Styles and Techniques

In post-war Europe the most appropriate technique to be used by a modern composer was serialism. With time, however, composers began to experiment with other techniques: sonoristics, minimalism, aleatory technique or tintinnabuli. The techniques and styles reflected their philosophy and personality.

There is no doubt that each of the Music in Movement composers was a great personality, an artist consistently developing his own distinctive language. And yet, as we follow the careers of Andriessen, Boulez, Pärt and Serocki, we come across elements they all had in common. These are styles and techniques that for years had such an impact on music that it was impossible to ignore them. In the 1950s and 1960s all four became interested in serialism, which derived from Schoenberg’s twelve-tone technique. The impact the doctrine had on them varied – while Boulez developed this strand for years, bringing it to an extreme of sorts, Serocki only experimented with its premises in Musica concertante but these experiences were important for his further artistic decisions.

When they encountered serialism, the composers had had different musical experiences behind them. Boulez, who studied in Paris, had earlier made attempts to enter into a creative dialogue with Olivier Messiaen and Anton Webern. Serocki, who was active in Stalinist Poland, composed pieces in the spirit of neo-classicism and folklorism. Their encounter with dodecaphony was different as well. When Arvo Pärt was writing his first serialist works, he knew the technique only from books, as performances of such imperialist music were forbidden in Soviet Union at the time. He made light of the inconvenience, saying, “if you hear that people in a distant country dance on one leg, you don’t have to fly there to be able to imitate this dance.”

Andriessen and Serocki quite quickly came to the conclusion that the characteristic assumption of serialism – total rationalization of the rules of writing music – restricted their creativity too much and began to look for different means of expression. Pärt was pushed away from dodecaphony more by the emotional atmosphere it created and by its aspect of atonality. In his search for reduced and communicative music Pärt found his guides in medieval liturgical music and Renaissance polyphony. This gave rise to tintinnabuli – an idea of reduced music, simultaneously static and moving, technically based on a strict, mathematical organization of musical means. Beginning with a small piece for piano, Für Alina, tintinnabuli became the Estonian’s calling card.

Principles of reducing are also present in Louis Andriessen’s oeuvre, although in this case the source of inspiration is to be found in American music and the work of Terry Riley or Steve Reich. In the monograph of the composer Robert Adlington quotes the Dutchman’s reaction to the former’s In C: “minimalism offered an immediacy and physicality that connected it to pop, yet retained a conceptualist element that helped distinguish it from the world of commercial music—a crucial distinction for a leftist composer hostile to the corporate world”. The problem is that minimalism is just one of the components of Andriessen’s style, in which a substantial part is also played by European modernism, the composer’s political views and jazz. An example of a reference to bebop is Facing Death – a piece, written for the Kronos Quartet, which cites Charlie Parker.

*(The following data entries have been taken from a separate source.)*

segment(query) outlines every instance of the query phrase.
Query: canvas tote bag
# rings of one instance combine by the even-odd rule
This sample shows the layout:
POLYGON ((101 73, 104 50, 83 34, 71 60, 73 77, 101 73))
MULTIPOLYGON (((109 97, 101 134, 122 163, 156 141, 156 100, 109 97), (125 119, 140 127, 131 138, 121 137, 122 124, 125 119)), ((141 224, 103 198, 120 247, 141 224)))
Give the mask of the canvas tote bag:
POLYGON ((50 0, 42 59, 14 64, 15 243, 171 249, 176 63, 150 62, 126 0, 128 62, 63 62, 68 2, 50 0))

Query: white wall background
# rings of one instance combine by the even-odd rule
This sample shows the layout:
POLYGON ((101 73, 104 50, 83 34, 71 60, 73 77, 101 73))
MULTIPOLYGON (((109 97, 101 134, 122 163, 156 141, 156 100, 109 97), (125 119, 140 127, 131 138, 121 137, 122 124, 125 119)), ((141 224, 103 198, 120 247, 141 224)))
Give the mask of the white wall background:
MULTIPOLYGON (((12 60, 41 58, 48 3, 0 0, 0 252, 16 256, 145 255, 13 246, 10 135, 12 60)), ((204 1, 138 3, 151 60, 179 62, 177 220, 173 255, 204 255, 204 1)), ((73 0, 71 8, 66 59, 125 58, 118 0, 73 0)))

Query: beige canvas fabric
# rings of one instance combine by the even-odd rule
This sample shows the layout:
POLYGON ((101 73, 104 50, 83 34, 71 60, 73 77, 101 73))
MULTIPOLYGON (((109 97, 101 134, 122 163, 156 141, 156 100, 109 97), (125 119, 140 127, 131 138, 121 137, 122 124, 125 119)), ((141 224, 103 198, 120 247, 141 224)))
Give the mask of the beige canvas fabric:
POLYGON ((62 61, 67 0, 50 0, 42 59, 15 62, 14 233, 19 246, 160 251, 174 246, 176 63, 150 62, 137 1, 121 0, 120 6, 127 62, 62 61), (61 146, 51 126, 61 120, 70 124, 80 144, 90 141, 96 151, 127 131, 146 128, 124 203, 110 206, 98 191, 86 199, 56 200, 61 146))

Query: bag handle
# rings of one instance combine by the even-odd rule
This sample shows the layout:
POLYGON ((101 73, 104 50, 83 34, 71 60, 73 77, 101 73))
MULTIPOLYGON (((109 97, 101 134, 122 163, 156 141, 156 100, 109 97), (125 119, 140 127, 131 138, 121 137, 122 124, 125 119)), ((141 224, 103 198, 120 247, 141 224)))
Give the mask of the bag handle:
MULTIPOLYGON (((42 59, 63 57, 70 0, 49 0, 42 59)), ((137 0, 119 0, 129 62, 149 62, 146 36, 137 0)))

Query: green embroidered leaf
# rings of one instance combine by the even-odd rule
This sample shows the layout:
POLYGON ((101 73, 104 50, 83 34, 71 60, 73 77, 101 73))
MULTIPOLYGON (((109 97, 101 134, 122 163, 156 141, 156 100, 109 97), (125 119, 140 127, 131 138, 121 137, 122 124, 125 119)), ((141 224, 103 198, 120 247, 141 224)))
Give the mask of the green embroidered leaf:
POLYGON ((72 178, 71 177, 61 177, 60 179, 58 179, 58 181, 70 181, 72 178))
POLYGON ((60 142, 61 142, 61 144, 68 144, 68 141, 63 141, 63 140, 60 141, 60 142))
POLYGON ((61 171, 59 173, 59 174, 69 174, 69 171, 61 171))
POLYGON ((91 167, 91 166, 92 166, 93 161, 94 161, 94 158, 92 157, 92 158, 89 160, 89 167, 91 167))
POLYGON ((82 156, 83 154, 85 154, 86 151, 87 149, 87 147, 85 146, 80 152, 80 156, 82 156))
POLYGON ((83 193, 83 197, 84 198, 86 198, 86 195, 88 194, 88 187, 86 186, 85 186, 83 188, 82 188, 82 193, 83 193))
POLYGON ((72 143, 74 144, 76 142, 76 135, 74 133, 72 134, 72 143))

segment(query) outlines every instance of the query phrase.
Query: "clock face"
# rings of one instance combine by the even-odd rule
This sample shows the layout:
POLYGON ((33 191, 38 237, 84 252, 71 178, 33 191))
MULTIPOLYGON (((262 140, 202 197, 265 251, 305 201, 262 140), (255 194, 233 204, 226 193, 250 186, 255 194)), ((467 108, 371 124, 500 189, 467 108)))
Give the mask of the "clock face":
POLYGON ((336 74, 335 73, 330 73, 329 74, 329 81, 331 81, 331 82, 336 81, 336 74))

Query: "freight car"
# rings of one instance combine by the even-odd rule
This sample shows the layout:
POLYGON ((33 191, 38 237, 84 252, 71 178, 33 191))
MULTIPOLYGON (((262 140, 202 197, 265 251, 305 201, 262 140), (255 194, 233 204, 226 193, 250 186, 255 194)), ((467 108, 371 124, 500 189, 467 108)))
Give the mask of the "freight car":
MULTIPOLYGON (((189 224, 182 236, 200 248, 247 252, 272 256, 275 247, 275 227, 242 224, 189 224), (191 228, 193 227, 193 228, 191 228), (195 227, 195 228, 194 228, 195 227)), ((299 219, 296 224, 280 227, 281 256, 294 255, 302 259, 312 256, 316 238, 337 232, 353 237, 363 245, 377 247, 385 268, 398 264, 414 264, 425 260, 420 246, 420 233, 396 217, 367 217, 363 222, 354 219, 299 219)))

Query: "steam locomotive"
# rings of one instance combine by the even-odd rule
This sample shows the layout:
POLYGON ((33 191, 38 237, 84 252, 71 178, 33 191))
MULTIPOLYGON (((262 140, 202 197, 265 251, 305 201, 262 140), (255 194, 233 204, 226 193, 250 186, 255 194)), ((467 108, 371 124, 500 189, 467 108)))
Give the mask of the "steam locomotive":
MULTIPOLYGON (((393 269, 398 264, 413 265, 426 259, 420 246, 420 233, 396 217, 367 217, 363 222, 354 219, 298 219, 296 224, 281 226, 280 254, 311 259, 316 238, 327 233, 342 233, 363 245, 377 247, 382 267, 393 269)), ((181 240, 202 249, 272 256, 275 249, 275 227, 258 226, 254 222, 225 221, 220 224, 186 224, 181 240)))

Serocki abandoned serialism in favour of music the main element of which was sound. Such music, called sonoristic, was very popular among Polish composers in the 1960s. In works like Swinging Music or Symphonic Frescoes roles usually attributed to melody, harmony or rhythm are shaped mainly by changes and various interactions of tone colours. A similar method of composing was used in Poland also by Henryk Mikołaj Górecki, Krzysztof Penderecki or Wojciech Kilar.

Another technique important to the MIM composers was aleatory technique, popularized in Europe by Pierre Boulez, who used the term to describe the introduction of chance into music, like in a game of dice (Latin alea). In his Piano Sonata No. 3 he left it to the performer to decide in what order its movements were to be played. The potential of aleatory music was also explored by Pärt and Serocki.